À 18 ans, votre enfant devient en principe un contribuable à part entière. Mais s'il poursuit ses études ou n'a pas encore de revenus suffisants pour subvenir seul à ses besoins, vous avez encore le choix : le rattacher à votre foyer fiscal, ou le laisser déposer sa propre déclaration et déduire de vos revenus la pension alimentaire que vous lui versez. Les deux options sont exclusives. Un enfant majeur peut, sous conditions, rester rattaché à votre foyer fiscal jusqu'à 21 ans sans justificatif, ou jusqu'à 25 ans s'il poursuit des études.

Chaque année, à la déclaration, il faut donc trancher pour chaque enfant majeur, et pour cela, faire les bons calculs. « C'est un sujet qui revient souvent », explique Nahima Zobri, avocate fiscaliste et responsable du département fiscal chez Dougs. « Il faut d'abord comprendre que la législation nous permet de faire des choix. Optimiser selon sa situation, ce n'est pas une mauvaise chose. » Au contraire : selon votre niveau de revenus et la situation de l'enfant, l'écart entre les deux options peut représenter plusieurs centaines, voire plusieurs milliers d'euros d'impôt en moins ou en plus.

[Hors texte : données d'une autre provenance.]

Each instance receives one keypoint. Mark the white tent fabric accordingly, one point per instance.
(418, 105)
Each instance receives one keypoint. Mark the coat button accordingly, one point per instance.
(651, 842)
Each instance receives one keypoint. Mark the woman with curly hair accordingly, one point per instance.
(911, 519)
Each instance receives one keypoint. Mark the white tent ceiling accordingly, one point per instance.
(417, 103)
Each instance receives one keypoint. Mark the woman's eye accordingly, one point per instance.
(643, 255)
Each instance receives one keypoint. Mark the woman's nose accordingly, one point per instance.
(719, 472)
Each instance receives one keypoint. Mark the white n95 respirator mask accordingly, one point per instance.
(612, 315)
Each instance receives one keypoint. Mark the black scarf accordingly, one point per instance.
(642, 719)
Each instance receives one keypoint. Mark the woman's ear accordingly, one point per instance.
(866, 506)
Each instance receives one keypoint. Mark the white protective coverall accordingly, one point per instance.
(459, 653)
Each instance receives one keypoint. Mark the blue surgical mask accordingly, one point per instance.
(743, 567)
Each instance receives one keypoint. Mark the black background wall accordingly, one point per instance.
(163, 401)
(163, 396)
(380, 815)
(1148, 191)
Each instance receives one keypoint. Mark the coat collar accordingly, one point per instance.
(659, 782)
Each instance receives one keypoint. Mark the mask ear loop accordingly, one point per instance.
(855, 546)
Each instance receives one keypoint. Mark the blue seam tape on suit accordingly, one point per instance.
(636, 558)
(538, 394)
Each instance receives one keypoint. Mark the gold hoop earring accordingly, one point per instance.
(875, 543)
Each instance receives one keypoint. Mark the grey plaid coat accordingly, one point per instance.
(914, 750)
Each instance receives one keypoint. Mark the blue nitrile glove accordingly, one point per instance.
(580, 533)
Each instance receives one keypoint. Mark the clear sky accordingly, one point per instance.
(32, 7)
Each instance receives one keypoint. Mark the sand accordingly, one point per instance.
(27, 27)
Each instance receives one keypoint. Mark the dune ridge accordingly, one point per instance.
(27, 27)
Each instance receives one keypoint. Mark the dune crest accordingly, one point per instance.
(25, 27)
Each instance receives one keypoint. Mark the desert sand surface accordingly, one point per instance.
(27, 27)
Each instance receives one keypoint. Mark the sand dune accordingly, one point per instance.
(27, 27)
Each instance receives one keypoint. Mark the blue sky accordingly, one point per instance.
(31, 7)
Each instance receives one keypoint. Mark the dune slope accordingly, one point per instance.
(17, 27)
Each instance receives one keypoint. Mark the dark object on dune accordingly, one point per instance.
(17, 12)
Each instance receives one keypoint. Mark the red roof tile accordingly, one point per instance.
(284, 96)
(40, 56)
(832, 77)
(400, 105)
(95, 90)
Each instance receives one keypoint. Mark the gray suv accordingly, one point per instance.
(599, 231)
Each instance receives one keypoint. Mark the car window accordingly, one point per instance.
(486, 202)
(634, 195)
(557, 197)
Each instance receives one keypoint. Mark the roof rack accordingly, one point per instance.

Rattacher son enfant majeur : quels avantages ?

Chaque enfant majeur rattaché représente une demi-part supplémentaire de quotient familial, et même une part entière à partir du troisième enfant rattaché. Si vous optez pour le rattachement, votre enfant n'a plus à faire de déclaration personnelle, mais ses revenus sont ajoutés aux vôtres. Vous pouvez encore déduire des frais de scolarité. Et s'il perçoit un salaire en travaillant l'été par exemple, les revenus tirés d'une activité exercée pendant les études ou les vacances scolaires sont exonérés d'impôt dans la limite de 5 405 euros (trois fois le Smic mensuel, pour les revenus 2025 déclarés en 2026). Les gratifications de stage, elles, sont exonérées jusqu'à hauteur d'un Smic annuel, soit 21 621,60 euros pour les revenus 2025.

L'économie d'impôt maximale liée à cette demi-part est plafonnée à 1 807 euros. Mais il peut y avoir un inconvénient : si votre enfant perçoit des revenus dépassant ces plafonds, vous devrez les intégrer à votre propre déclaration, et votre impôt augmentera en conséquence. « Il faut faire attention à ce que ça n'augmente pas votre impôt », résume Nahima Zobri

Les cas où détacher son enfant est plus favorable

Si le rattachement ne vous fait économiser que 11 % (tranche marginale basse), Nahima Zobri le dit clairement : « Là, le calcul vaut le coup d'être fait ». Car, si vous renoncez au rattachement, l'enfant doit faire sa propre déclaration et vous pouvez déduire de votre revenu imposable la pension que vous lui versez. Deux options de calcul s'offrent à vous. Première option : si l'enfant vit à votre domicile, vous pouvez déduire un forfait de 4 075 euros par an, sans aucun justificatif. Ce forfait couvre l'hébergement et la nourriture. Il est doublé à 8 151 euros si l'enfant est marié, pacsé ou chargé de famille, à condition que vous subveniez seul à ses besoins.

Deuxième option : la déduction de dépenses réelles, plafonnée à 6 855 euros par enfant et par an. Là, il faut conserver tous les justificatifs (quittances de loyer, frais de scolarité, factures de santé...) pour les présenter en cas de contrôle. Pour Nahima Zobri : « Si on paye un loyer de 500 euros, ça fait déjà 6 000 euros avec justificatif. En général, on est sous le seuil quand l'enfant loge chez ses parents. » L'administration considère par ailleurs que l'enfant doit être dans le besoin, vivant avec moins de 12 000 euros de revenus annuels.

Comment trancher ?

Comment trancher entre les deux options ? Tout dépend de votre TMI et du fait que l'enfant vive chez vous ou pas. Si vous avez un justificatif et lui versez une pension alimentaire de 6 855 euros déduite à 30 %, l'économie d'impôt s'élève à 2 057 euros, soit plus que le plafond de 1 807 euros de la demi-part. À TMI 41 %, le calcul est encore plus favorable, avec 2 810 euros d'économie. Et à 45 %, on atteint 3 085 euros. Pour Nahima Zobri : « Quand on est fortement imposé et que l'on a des justificatifs, l'option pension est très rentable ». De plus, le détachement fiscal simplifie les démarches si l'enfant veut demander ses propres aides sociales (APL, prime d'activité...). Le rattachement reste toutefois préférable dès le troisième enfant, puisqu'il donne droit à une part entière, ou si l'enfant vit chez vous. « Il faut se poser la question, et surtout, se poser et faire les calculs », insiste notre experte.